На современном этапе Прутков, кажется, окончательно стал классиком, которого опасно трогать. Многие современные поэты усердно подражают ему, а его афоризмы заменяют хлеб насущный газетным работникам. В какой-то из месяцев мы решили заняться статистикой употребления изречений Пруткова в газетных заголовках и, насчитав за две недели более сотни таковых, бросили это дело, поскольку оно под силу лишь счетной электронной машине.
Почти все мы знаем, что в нашей литературе есть писатель мирового значения К. П. Прутков. Однако некоторым это пока не известно.
Возможно, они не осознают этого, потому что Прутков презрел собственную оригинальную форму, находясь под влиянием мощно заявившей себя поэзии, спасибо ей за это... Но искусство совмещать в себе все и вся есть высшее искусство, отчасти забытое.
Не потому ли наиболее заметные писатели XX века молчат о Козьме Пруткове. Элиот, Камю, Андре Жид, Фолкнер, Хемингуэй, Брехт о нем не высказывались...
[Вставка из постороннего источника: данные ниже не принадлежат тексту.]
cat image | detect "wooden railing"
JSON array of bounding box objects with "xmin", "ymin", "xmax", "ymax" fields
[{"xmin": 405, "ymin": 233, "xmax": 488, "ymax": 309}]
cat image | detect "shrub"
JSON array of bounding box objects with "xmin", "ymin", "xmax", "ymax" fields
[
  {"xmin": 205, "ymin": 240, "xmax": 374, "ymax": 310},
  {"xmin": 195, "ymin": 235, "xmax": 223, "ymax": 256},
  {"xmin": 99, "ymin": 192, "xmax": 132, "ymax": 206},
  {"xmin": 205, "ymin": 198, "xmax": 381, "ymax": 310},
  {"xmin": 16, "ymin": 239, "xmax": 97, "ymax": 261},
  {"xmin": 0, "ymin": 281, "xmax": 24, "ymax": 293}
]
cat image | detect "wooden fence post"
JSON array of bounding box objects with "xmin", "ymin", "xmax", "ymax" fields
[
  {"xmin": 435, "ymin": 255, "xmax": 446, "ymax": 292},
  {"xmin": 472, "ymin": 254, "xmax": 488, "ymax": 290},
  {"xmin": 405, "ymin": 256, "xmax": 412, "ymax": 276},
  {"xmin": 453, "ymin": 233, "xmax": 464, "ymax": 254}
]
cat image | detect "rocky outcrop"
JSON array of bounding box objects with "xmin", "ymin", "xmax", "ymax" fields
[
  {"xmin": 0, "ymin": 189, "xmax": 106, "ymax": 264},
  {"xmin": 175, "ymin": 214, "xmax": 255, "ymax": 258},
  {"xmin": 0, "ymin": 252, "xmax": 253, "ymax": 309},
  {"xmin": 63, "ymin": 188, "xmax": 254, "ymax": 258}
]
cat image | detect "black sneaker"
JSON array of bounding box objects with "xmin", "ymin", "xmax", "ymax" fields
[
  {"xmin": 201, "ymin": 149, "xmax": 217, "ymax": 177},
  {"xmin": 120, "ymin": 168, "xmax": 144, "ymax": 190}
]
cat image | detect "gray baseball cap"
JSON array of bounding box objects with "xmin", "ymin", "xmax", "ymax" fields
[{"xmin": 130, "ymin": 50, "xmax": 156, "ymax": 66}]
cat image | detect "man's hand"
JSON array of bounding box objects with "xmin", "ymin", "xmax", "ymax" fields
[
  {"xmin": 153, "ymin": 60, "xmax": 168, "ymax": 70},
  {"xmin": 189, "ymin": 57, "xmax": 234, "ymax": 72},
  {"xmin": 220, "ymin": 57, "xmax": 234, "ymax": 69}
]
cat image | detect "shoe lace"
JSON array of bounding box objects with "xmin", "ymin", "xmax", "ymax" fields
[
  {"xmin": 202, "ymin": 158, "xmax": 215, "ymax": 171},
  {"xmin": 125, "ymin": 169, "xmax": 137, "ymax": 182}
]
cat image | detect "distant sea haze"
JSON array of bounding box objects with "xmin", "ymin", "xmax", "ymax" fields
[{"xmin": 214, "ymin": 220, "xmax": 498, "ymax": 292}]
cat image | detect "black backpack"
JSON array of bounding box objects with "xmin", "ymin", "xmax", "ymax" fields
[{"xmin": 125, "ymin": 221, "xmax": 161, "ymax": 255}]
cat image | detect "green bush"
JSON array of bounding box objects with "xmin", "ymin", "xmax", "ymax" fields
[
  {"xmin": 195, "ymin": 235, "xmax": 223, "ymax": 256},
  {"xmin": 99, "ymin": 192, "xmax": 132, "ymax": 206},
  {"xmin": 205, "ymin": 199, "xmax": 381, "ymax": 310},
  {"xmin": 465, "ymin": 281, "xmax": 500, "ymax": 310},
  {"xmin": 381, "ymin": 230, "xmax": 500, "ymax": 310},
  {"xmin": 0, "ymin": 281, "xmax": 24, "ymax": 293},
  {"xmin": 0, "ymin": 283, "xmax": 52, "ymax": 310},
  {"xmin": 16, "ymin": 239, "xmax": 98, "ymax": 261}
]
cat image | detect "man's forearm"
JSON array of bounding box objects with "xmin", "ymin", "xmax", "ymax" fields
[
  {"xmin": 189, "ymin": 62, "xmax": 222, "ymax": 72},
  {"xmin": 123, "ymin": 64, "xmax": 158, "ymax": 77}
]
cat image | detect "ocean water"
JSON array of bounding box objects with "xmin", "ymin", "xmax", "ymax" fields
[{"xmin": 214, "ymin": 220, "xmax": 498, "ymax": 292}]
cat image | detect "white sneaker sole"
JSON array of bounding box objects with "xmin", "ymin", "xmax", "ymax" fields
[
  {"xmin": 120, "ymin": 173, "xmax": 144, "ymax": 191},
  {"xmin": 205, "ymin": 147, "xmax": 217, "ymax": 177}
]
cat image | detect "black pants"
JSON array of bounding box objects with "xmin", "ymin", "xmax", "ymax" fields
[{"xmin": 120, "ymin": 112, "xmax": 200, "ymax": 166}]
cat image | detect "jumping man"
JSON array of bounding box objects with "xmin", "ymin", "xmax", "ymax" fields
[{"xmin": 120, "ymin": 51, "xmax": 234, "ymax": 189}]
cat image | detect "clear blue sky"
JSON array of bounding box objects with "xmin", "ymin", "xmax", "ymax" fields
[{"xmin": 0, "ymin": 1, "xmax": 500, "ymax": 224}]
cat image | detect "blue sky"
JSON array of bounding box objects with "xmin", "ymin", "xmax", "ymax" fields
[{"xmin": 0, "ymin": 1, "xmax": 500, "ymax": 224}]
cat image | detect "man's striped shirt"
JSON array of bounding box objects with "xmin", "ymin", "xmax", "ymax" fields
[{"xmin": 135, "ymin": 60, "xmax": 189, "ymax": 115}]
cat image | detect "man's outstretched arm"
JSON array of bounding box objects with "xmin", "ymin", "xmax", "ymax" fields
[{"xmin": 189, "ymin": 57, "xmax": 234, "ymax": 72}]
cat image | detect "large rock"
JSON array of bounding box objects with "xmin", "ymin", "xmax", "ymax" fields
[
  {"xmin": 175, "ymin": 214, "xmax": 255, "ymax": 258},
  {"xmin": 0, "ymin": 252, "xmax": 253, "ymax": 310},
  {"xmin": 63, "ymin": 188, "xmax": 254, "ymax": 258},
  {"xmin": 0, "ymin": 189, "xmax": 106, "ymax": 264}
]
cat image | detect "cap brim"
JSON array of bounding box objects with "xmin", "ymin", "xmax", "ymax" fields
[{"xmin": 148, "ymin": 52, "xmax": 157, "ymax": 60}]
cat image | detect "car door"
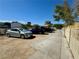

Выходит, по правилам, Пруткова и быть не должно. Он незаметен, как скромный зачинатель футбольной атаки, отдающий лавры крайнему правому. Мяч трепещет в сетке, совершен мировой поворот, а момента, когда он начался, просто не увидели. Великая подача была совершена, но затерялась между гребнями атаки.
Специалисты примерились — что-то было. Но что?..
«Дознано,— говорил Прутков,— что земля, своим разнообразием и великостью нас поражающая, показалась бы в солнце находящемуся смотрителю только как гладкий и ничтожный шарик».
Отсюда и начинается нечто странное. Козьма Петрович Прутков подвергает творческую личность свирепой проверке на прочность, а его критики мечутся среди раздвигающихся противоречий. Они лелеют фантомы, не понимая отношения Пруткова к смерти, представляя себе ее не с косой, а в виде уборщицы, которая по причине крайнего совместительства
относится к грязи весьма либерально и даже усматривает в ней залог гуманизма непривычного масштаба, так как если кругом будет чистота, то никто этого не увидит.
А Прутков говорил: «Знай, читатель, что мудрость уменьшает жалобы, но не страдания».
Припоминается, что Прутков был реалистом, что он обуздывал в себе романтизм, не укрощая претензий.
Как и Алексей Толстой, «двух станов не боец», Прутков успел побывать всюду. Но это никакой не «третий путь». В данном движении он пробивался к центральной задаче. Будучи ограниченным, он все же принял пробуждавшуюся теорию литературы за материал и создал традицию.
Поэтому Прутков — не либеральный писатель, как удобно было бы считать, хотя в этой среде он вырос и не отходя жил.
У некоторых гений Пруткова вызывает изумление и недоверие. Как могло случиться, чтобы чиновник, директор Пробирной Палаткц мог создать такое, что не по силам нынешним специалистам по литературной технике и давно вошло в массовый оборот мысли!
Это верх неблагодарности.
Прутков движется по магистрали. Значение К. П. Пруткова пережило XIX век. Прутков уже писать не может, но нам надо читать и перечитывать его произведения.